Research Focus

The Group of Prof. Rita Bernhardt would like to understand mechanisms of enzyme-catalyzed reactions in order to regulate them in the event of illness or to make them usable for biotechnological application with the help of protein design. We deal in particular with the analysis of cytochrome P450 systems and their applications in biotechnology and medicine.

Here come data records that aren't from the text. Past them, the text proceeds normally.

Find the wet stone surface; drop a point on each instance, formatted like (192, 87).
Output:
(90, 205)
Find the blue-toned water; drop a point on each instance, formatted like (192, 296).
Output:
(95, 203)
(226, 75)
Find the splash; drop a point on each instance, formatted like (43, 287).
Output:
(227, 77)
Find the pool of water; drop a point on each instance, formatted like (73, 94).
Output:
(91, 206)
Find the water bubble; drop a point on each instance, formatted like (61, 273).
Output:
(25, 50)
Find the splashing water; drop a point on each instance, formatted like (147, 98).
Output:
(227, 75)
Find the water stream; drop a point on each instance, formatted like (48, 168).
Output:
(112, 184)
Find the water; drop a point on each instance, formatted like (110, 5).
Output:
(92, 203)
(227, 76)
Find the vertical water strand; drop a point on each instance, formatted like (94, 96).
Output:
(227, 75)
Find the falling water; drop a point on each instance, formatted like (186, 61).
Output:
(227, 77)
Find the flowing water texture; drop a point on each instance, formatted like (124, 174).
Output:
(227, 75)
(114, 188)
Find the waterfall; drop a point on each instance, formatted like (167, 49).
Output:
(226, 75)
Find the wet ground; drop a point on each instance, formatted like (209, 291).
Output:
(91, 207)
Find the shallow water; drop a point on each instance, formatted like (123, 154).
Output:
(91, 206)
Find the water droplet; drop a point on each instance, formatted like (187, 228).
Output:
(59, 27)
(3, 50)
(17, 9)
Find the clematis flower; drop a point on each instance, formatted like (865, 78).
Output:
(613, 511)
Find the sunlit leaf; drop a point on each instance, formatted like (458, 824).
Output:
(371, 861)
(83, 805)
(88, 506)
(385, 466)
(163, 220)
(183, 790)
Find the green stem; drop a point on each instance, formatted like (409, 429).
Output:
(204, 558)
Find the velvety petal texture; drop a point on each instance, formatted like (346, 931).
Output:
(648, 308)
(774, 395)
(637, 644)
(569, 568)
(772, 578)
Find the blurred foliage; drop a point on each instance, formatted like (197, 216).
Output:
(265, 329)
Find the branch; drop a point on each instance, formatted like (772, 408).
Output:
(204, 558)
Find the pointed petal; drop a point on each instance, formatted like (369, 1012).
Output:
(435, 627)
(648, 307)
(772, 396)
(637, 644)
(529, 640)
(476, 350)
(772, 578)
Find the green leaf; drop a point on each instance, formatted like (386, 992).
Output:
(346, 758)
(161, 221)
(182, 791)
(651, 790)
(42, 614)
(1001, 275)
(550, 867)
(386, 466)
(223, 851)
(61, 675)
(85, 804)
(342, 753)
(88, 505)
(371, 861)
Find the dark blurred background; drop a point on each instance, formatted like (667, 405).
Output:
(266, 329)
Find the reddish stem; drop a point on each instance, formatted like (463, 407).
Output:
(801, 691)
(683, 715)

Cytochrome P450 systems catalyze the following reaction:
RH + O2 + NAD(P)H -------> ROH + H2O + NAD(P)+

The reactions catalyzed by them are very diverse and include, for example hydroxylations, N-, O- and S-dealkylations, sulfoxidationens, epoxidations, deaminations, desulfurization, dehalogenations, peroxidations, and N-oxide reductions. Their substrates are fatty acids, steroids, prostaglandins, but also a great number of other substances, such as drugs, anesthetics, organic solvents, ethanol, alkyl-aryl hydrocarbons, pesticides and carcinogens.
It is obvious that this number of substrates and catalyzed reactions can not be implemented by a few isoforms of cytochrome P450: So far, more than 18 000 P450 genes from different organisms have been identified.
The diversity of the cytochromes P450 and the reactions they catalyze have attracted the interest of researchers from very different directions. Pharmacologists and toxicologists as well as endocrinologists, physiologists, microbiologists, organic chemists, plant physiologists and ecologists work on various aspects of function and regulation of P450:

P450

Basic research projects

  • Characterization of the effects of metabolites and derivatives of the steroid metabolism on the steroid biosynthesis.

  • Analysis of the structural basis for the stereo-and regioselectivity of hydroxylation, especially of steroids, by cytochrome P450-dependent reactions.

  • Regulation of the speed of the cytochrome P450-dependent hydroxylation. How are electrons transferred from the electron-donor molecule to the steroid hydroxylases? What are the main characteristics of the involved redox chain (ferredoxins, reductases)? How functions the protein-protein interactions?

  • Functional and structural analysis (cloning, expression and characterization) of Cytochromes P450, ferredoxins and FAD-dependent reductases present in Sorangium cellulosum.

  • Elucidation of the structure and function of bacterial steroid and terpenoid hydroxylases from Bacillus megaterium.

  • Applied research projects

  • Optimization of cytochromes P450 for biotechnological synthesis through design and production of efficient biocatalysts.

  • Use of cytochromes P450 for selective steroid hydroxylations.

  • Analysis of the role and use of bacterial cytochromes P450 for the hydroxylation of terpenoids with possible applications in the biosynthesis of new compounds, flavors and fragrances.

  • Analysis of the effects of steroid hormones (eg aldosterone, cortisol) on the genesis of cardiac fibrosis, and the development of systems for the testing of potential inhibitors.

  • Molecular genetic characterization of steroid hydroxylases of patients with defects in the steroid biosynthesis.